Les parties ont été régulièrement averties du jour de l'audience.
Ont été entendus au cours de l'audience publique :
- le rapport de Mme Anne Khater, première conseillère,
- les conclusions de M. Jean-Philippe Arruebo-Mannier, rapporteur public,
- et les observations de Me d'Halluin représentant l'Union locale des syndicats Confédération Générale du Travail de Lille et environs et de Me Delescluse représentant la commune de Lille.
Considérant ce qui suit :
1. Par une délibération n°16/370 du conseil municipal en date du 17 juin 2016, la commune de Lille a alloué à l'Union locale des syndicats Confédération Générale du Travail de Lille et environs, à l'instar de six autres organisations syndicales locales qui occupent depuis novembre 2012 des locaux dans un ensemble immobilier dénommé " nouvelle bourse du travail " à Fives Cail Babcock mis à disposition par la commune, une subvention de fonctionnement, au titre de l'année 2016, dont le montant a été fixé à 132 247 euros. Par cette délibération, la commune de Lille a conditionné l'octroi de cette subvention notamment à la conclusion d'une convention d'objectifs et à l'occupation régulière des locaux mis à disposition à la nouvelle bourse du travail, dans le respect des obligations fixées au contrat de bail. Faute d'avoir signé le contrat de bail proposé par la commune de Lille afférent à cet ensemble immobilier, et d'avoir acquitté le loyer annuel stipulé, l'Union locale des syndicats Confédération Générale du Travail de Lille et environs n'a pas bénéficié du versement de cette subvention. Par une décision du 12 décembre 2016, le maire de Lille a rejeté la demande de l'Union locale des syndicats Confédération Générale du Travail de Lille et environs de Lille tendant au versement de cette subvention. Par un jugement du 17 mars 2019, le tribunal administratif de Lille a rejeté la demande de cette organisation syndicale tendant, à titre principal, à l'annulation de la décision du 12 décembre 2016 et, à titre subsidiaire, à la condamnation de la commune de Lille à lui verser la somme de 132 247 euros, assortie des intérêts au taux légal à compter du 17 novembre 2016 avec capitalisation. L'Union locale des syndicats Confédération Générale du Travail de Lille et environs relève appel de ce jugement.

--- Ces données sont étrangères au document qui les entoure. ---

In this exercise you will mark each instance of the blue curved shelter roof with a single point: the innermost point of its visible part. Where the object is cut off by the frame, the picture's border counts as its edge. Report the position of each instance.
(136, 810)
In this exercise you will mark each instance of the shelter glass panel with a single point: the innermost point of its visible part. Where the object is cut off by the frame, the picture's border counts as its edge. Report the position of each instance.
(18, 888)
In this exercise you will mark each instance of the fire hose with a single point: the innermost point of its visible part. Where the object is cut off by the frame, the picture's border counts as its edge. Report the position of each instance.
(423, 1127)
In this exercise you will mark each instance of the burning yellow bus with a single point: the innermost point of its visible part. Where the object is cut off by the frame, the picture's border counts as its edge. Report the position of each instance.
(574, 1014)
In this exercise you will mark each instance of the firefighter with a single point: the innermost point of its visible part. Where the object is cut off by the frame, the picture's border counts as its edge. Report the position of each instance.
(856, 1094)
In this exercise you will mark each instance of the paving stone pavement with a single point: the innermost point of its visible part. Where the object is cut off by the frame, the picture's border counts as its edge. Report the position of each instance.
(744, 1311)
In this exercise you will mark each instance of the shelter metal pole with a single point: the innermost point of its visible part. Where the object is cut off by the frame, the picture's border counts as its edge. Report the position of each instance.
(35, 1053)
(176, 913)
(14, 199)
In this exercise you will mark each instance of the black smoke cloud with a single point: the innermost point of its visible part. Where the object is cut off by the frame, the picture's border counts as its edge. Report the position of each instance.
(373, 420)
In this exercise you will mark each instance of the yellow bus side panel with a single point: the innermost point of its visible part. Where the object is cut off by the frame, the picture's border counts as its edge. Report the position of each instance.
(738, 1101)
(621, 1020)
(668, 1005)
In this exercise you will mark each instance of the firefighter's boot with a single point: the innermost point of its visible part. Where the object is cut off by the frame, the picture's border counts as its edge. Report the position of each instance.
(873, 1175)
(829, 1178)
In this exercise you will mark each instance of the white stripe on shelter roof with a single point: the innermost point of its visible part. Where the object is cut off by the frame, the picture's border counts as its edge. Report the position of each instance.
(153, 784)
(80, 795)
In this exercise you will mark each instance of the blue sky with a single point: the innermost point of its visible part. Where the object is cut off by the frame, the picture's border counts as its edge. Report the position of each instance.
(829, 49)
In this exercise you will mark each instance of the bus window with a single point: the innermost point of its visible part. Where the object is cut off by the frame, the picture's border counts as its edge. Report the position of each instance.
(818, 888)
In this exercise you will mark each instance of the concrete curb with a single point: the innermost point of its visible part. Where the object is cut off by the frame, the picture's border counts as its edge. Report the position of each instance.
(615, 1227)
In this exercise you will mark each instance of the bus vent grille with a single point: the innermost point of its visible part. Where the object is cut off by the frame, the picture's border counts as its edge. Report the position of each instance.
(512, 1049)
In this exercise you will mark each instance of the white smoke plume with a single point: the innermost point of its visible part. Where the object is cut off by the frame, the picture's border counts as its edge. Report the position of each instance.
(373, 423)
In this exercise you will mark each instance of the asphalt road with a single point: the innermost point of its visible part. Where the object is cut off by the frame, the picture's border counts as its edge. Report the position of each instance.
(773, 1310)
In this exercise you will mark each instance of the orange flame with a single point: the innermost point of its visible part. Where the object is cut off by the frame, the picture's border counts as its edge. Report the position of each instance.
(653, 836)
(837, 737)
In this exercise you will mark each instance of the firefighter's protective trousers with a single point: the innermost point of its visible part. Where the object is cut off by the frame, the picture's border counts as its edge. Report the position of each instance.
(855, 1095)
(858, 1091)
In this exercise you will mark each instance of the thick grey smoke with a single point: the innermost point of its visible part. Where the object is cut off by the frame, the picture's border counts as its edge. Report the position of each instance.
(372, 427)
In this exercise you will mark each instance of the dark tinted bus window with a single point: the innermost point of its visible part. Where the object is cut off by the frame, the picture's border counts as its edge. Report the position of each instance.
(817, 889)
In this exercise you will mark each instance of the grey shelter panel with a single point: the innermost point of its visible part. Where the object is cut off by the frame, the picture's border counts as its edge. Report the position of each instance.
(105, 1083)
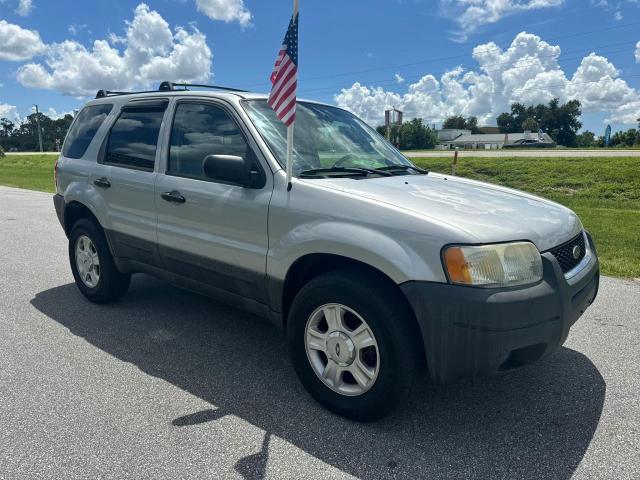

Sur les conclusions en excès de pouvoir :
2. Aux termes de l'article L. 2251-3-1 du code général des collectivités territoriales : " Les communes (...) peuvent attribuer des subventions de fonctionnement aux structures locales des organisations syndicales représentatives dans des conditions fixées par décret en Conseil d'Etat. (...) ". Aux termes de l'article R. 2251-2 de ce code : " Les communes ou leurs groupements peuvent attribuer des subventions de fonctionnement aux structures locales des organisations syndicales représentatives qui sont dotées de la personnalité morale et qui remplissent des missions d'intérêt général sur le plan communal ou intercommunal. (...) / Les subventions sont attribuées par les assemblées délibérantes de ces collectivités ou leurs groupements. Les conventions conclues, le cas échéant, avec les structures locales des organisations syndicales représentatives, en application de l'article 10 de la loi n° 2000-321 du 12 avril 2000 modifiée relative aux droits des citoyens dans leurs relations avec les administrations et du décret n° 2001-495 du 6 juin 2001 pris pour son application, sont jointes aux délibérations attribuant ces subventions lors de la transmission prévue aux articles L. 2131-1 et L. 2131-2 ".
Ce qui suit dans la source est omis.